Side impact air bags can be a problem on patrol cars. Sometimes the prisoner cage gets in the way. Ford says that won't happen on the NGPI. Also, Ford believes that the side curtain air bags in some cars don't deploy fast enough for police operations, so the company has developed a side impact pressure sensor that according to Ford safety engineer Stephen Kozak triggers the air bags 30 to 40 percent faster than conventional systems.

That air bag pressure sensor reveals the level of detail and forethought that Ford has given to the safety features of the NGPI. Ford engineers were concerned that gun shots into the side panel might trigger the air bags and trap the officer during a gun fight. So the company set up a car on a firing range and asked the members of a police tactical unit to whale on it with everything in their arsenal, including full-auto MP5s and ARs and 12-gauge slugs. The engineers then took the pressure data from the impacts of each of those rounds and used it to calibrate the sensors. That job was much easier said than done according to Kozak, who said the pressure wave from the 12-gauge slugs was very similar to a vehicle impact.

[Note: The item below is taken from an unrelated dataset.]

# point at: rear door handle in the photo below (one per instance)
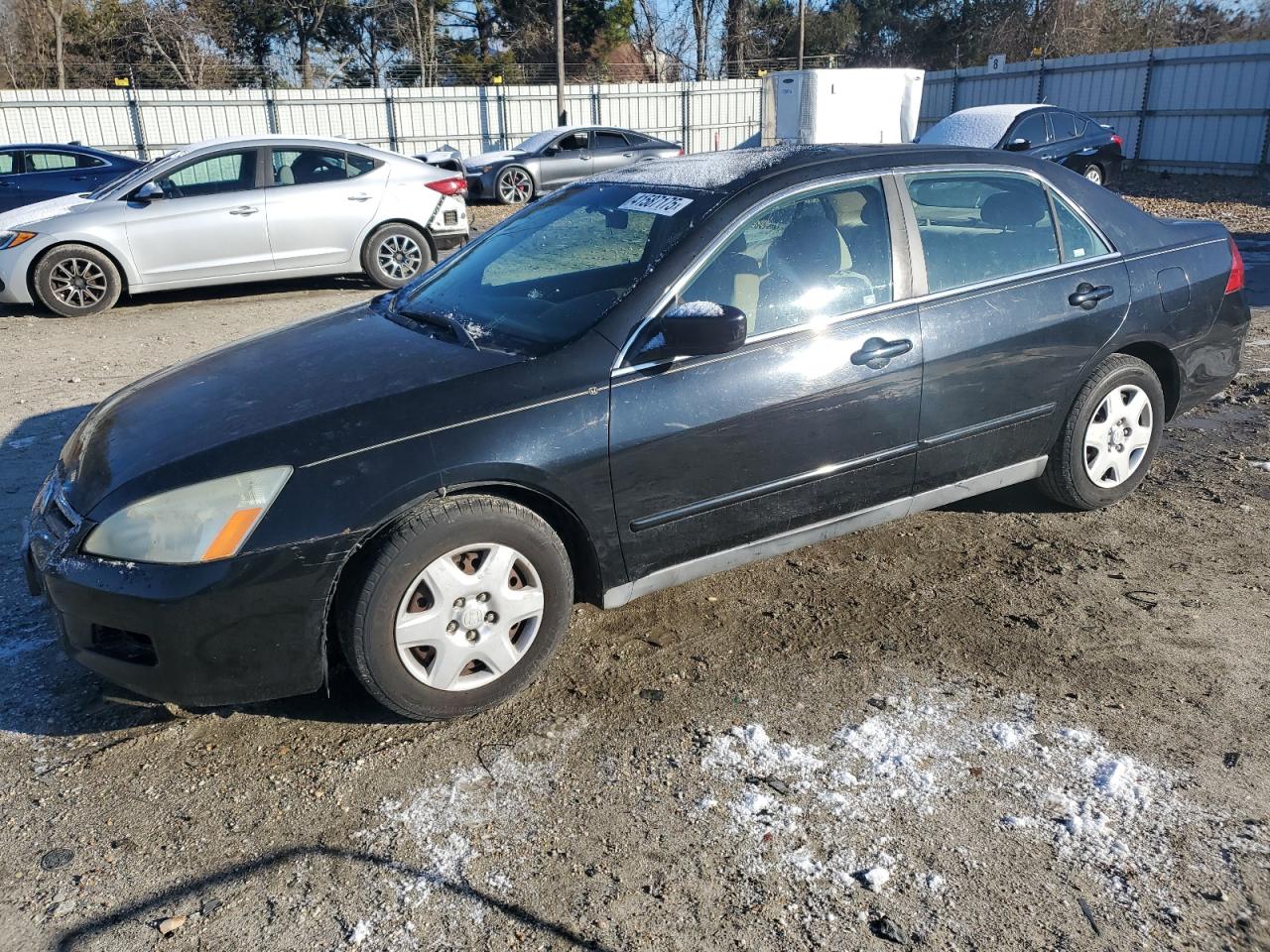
(876, 353)
(1087, 296)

Like the civilian Taurus, the NGPI offers two different drive trains: front-wheel drive and all-wheel drive. It also is available in two different engine configurations: a base 3.5-liter power plant and a 3.5-liter twin-turbocharged engine with direct injection. Both engines are relatively small but Ford says the base power plant offers better performance than the 4.6-liter V-8 Crown Vic. As for the twin turbo EcoBoost engine, it generates 365 horsepower, 115 more stallions than the V-8 Crown Vic. The EcoBoost runs on regular unleaded, but Corey Weaver, Ford EcoBoost engine engineer, said it gets better performance on premium. Weaver estimates that both engines will get 28 percent better gas mileage than the current Crown Vic. EPA ratings are not yet available.

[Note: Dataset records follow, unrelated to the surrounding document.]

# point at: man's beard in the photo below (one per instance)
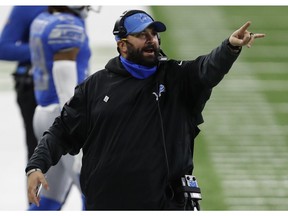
(136, 55)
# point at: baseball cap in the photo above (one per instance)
(140, 21)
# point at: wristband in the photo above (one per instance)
(33, 170)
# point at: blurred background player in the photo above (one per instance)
(14, 46)
(60, 55)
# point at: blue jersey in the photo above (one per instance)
(49, 34)
(15, 34)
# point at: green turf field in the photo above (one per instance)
(241, 155)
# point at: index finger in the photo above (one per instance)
(243, 28)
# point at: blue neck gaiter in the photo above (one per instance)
(138, 71)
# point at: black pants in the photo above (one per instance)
(26, 100)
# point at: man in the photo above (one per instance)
(14, 46)
(136, 120)
(60, 54)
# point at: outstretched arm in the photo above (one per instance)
(243, 37)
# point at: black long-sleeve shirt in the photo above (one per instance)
(137, 135)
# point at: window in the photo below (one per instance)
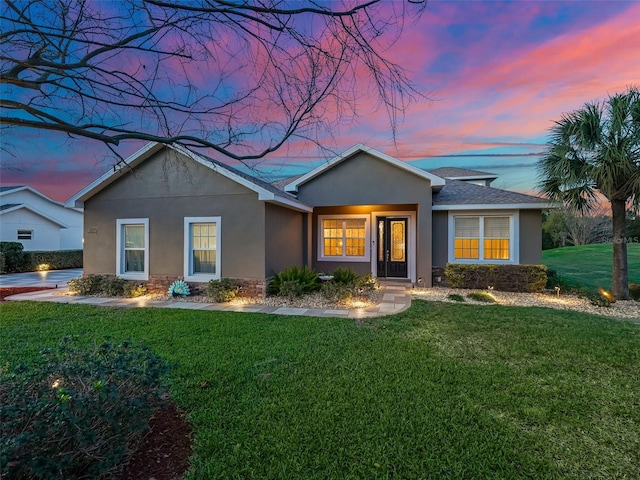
(345, 238)
(25, 234)
(201, 248)
(132, 252)
(483, 238)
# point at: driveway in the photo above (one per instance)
(52, 278)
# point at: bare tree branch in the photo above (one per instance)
(239, 78)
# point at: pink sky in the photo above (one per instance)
(498, 75)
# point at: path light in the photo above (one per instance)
(605, 294)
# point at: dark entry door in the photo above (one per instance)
(392, 247)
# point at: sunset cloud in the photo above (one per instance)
(497, 74)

In addition to all of the law enforcement specialty features that come standard on the NGPI, it will also be available with many of the luxury options from the civilian Taurus, including backup cameras, Ford's Blind Spot Information System, and voice control through the Sync system.

Overall the NGPI received rave reviews from the dozens of fleet managers gathered in Las Vegas for the unveiling. Some expressed concern about the vehicle because it is front-wheel drive, but Wyatt Earp, fleet director of the Marion County (Fla.) Sheriff's Office, dismissed such concerns. "The problem with front-wheel drive is that we're not trained for it," he said. "Once we've trained with it and used it, it will be OK."

Other officers had no concerns about the car. Lt. Keith Wilson of the Michigan State Police oversees the department's annual evaluation of police vehicles and he worked with Ford for two years on the company's Police Advisory Board during development of the NGPI. He is very satisfied with the final product. "No changes are needed on this design," Wilson said. "Ford is really moving forward into the future with this car and taking advantage of new technology."

Ford said the complete list of standard features and options has not been finalized. Pricing for the NGPI is expected to be comparable to the Crown Vic Police Interceptor. Production is scheduled to begin in 2011.